You know that part of the movie Apollo 11 when the space craft goes behind the moon and all communication is cut off? Both the astronauts and Houston know that chances are excellent that they’ll be back in touch again soon, but for a while it’s eerily silent because there’s simply no way to communicate.
That’s what it felt like to me (an obviously over-involved mother, it seems!) between the time when Aleks went through security here at the airport and when I saw his first Facebook posting from Prague…
…which included this:
“I realized very quickly coming into Prague that English is mostly a written language here, but few people speak it proficiently. This made finding my unmarked apartment extremely difficult. The city is nice and very culturally rich but there are tons of left-over elements from the Soviet days. My apartment included. Also not helping the matter was the fact that, once I had positively confirmed exactly which unmarked door in the building was my apartment through less than successful random interviews with the locals, my room mate inside was so passed out that my pounding on the door would not wake her. So I sat outside the door for an hour or so waiting for something to happen. Luckily, something did happen, and the rest of my room mates came back from the market and let me in.”

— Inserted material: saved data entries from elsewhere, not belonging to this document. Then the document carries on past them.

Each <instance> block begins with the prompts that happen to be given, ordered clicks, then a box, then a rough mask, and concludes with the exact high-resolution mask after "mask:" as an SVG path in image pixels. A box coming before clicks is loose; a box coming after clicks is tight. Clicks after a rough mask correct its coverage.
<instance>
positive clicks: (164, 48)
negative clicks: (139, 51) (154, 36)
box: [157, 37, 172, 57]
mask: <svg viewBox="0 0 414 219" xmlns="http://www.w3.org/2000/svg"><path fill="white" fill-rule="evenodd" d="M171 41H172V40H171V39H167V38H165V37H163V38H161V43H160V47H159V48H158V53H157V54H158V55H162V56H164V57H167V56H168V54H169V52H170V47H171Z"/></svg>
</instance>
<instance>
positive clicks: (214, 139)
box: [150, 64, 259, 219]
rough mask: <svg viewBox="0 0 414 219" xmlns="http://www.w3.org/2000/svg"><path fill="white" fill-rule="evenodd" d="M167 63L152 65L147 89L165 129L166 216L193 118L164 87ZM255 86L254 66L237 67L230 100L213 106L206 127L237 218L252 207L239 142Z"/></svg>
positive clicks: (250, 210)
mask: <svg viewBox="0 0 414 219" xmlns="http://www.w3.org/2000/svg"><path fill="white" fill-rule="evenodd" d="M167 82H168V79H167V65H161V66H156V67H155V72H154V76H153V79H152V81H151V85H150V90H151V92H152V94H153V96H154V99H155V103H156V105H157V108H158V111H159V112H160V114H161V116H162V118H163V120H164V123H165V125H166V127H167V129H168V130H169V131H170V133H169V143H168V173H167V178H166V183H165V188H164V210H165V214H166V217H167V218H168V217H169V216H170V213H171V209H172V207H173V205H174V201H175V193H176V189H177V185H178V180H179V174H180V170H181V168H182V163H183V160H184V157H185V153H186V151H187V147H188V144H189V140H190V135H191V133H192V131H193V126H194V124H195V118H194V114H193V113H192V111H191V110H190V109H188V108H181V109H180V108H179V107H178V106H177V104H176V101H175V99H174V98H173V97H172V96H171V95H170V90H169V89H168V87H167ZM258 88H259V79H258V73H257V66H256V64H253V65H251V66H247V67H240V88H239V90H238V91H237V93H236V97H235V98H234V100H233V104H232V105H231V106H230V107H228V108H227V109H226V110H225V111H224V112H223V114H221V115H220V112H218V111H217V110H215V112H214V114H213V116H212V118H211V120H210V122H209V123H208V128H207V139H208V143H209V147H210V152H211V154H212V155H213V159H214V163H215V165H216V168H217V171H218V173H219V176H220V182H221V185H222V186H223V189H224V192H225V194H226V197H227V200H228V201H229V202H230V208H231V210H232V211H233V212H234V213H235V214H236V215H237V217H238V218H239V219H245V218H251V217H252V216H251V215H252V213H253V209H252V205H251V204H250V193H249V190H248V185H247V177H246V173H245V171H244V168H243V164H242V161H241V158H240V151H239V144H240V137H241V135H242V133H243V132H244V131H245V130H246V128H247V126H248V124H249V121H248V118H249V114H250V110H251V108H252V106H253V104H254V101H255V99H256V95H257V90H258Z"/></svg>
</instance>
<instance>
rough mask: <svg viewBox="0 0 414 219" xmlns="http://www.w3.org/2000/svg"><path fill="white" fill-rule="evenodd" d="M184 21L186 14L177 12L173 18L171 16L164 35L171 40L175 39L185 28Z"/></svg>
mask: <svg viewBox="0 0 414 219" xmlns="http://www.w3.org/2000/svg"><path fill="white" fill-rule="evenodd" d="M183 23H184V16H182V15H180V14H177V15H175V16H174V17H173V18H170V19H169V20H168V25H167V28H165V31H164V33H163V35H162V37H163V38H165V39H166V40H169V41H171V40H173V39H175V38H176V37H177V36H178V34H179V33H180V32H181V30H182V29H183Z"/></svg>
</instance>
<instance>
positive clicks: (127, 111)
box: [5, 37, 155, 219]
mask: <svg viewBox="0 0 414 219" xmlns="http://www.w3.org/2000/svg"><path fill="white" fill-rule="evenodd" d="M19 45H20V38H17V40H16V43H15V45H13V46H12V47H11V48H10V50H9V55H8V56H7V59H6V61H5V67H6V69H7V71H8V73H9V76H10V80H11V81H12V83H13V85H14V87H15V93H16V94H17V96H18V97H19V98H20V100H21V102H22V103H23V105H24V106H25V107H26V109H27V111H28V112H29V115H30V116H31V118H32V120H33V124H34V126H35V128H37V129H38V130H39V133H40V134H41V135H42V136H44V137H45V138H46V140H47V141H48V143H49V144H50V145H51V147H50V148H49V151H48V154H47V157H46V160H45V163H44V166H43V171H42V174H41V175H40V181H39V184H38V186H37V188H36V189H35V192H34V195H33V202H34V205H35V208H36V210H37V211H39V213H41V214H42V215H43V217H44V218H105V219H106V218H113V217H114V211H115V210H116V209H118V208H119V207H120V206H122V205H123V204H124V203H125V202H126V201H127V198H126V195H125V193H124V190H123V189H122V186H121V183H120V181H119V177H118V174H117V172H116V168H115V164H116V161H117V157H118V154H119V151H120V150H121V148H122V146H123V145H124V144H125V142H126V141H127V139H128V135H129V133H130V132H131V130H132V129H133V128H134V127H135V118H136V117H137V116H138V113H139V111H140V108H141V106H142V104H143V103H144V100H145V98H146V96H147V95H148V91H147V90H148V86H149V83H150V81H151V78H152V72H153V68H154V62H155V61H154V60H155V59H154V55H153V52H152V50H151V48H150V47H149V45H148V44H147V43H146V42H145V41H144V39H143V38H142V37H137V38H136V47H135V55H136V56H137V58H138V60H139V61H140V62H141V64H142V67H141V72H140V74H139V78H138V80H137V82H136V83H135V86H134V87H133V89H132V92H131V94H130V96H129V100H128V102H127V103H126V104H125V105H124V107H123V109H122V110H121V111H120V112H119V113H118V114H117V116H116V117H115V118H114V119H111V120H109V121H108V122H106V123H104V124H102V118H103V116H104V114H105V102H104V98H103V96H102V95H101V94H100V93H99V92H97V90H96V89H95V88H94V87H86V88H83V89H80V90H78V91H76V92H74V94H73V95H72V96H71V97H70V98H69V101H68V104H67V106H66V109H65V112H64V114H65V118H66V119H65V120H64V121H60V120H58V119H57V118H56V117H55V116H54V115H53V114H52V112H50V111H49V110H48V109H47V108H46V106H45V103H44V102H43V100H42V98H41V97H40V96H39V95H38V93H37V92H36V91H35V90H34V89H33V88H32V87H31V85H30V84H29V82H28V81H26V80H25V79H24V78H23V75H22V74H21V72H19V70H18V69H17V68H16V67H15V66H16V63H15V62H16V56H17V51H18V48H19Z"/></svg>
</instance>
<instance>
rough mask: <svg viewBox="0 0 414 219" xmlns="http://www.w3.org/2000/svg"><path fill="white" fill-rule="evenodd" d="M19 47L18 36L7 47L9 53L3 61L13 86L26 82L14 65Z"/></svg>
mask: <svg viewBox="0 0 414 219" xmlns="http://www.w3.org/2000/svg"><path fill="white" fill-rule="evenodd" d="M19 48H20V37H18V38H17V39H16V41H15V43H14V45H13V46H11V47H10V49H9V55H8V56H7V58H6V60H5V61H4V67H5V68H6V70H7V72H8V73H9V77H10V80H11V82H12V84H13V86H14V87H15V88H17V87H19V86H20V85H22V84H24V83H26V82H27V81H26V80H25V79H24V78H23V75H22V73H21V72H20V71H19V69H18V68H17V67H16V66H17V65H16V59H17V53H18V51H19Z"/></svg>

In a personal message to me, he described that scene further:
“Getting into the apartment, though... yes, extremely stressful. My phone didn't work at all so there was literally nothing I could do. I had no one’s number, didn't know where anything was, etc. I stood on the street for a good fifteen minutes, close to breaking down but eventually argued myself into growing some balls and just sitting in this old post-Soviet apartment building for an hour until SOMETHING happened. Which it did. Thank god. I had never felt more unable or weak in my life.”
To which I answered:
“See, that's the thing about travel! In those 15 minutes that you stood on the street feeling vulnerable and scared and weak, you were actually maturing and getting strong at what was probably the most accelerated rate of your entire lifetime so far -- and from now on every time you feel unsure about something you will (consciously or subconsciously) remind yourself that if you could stand so alone on a street in a Prague, you can certainly do THIS... whatever “THIS” is.
It's maturity invading you and you are forever changed now because of those 15 minutes!
And in some small way they changed me too, because the thought of you alone in a foreign country in exactly that scenario has terrified me as a mother, too, and reading those words actually gave me a sick pit in my stomach that I'm sure is very primaly maternal... but I came out on the other end too, realizing that you made exactly the right decision and did exactly the right thing. “
I think feeling momentarily totally helpless in a foreign country is a right of passage of sorts.
I remember traveling alone in Germany when I was about Aleks’ age, long before cell phones and e-mail and Skype and Facebook, knowing that it was up to me to buy the right ticket, to board the right train, and to then find the right subway train to get to my destination. I remember the same pit in my stomach and the feeling of being completely alone and vulnerable in a foreign country. (And at least I spoke the language; Aleks doesn’t speak Czech -- yet!) Coming out successful on the other end almost had a euphoria to it because I had seen a new side of myself and I knew for the first time beyond a doubt that I could be completely independent.
In the days since he arrived in Prague, Aleks has settled into the apartment he shares with seven other UW students, he’s attended his first day of classes, and has enjoyed his first evening visiting the local pubs (the drinking age in Prague is, like, 16). He’s fully “wired” now, with Skype and Facebook up and running and a the purchase of a cell phone on today’s to-do list, so he’s fully emerged from behind the moon!
I’ve begged him to take pictures and to blog, but alas, we can only hope.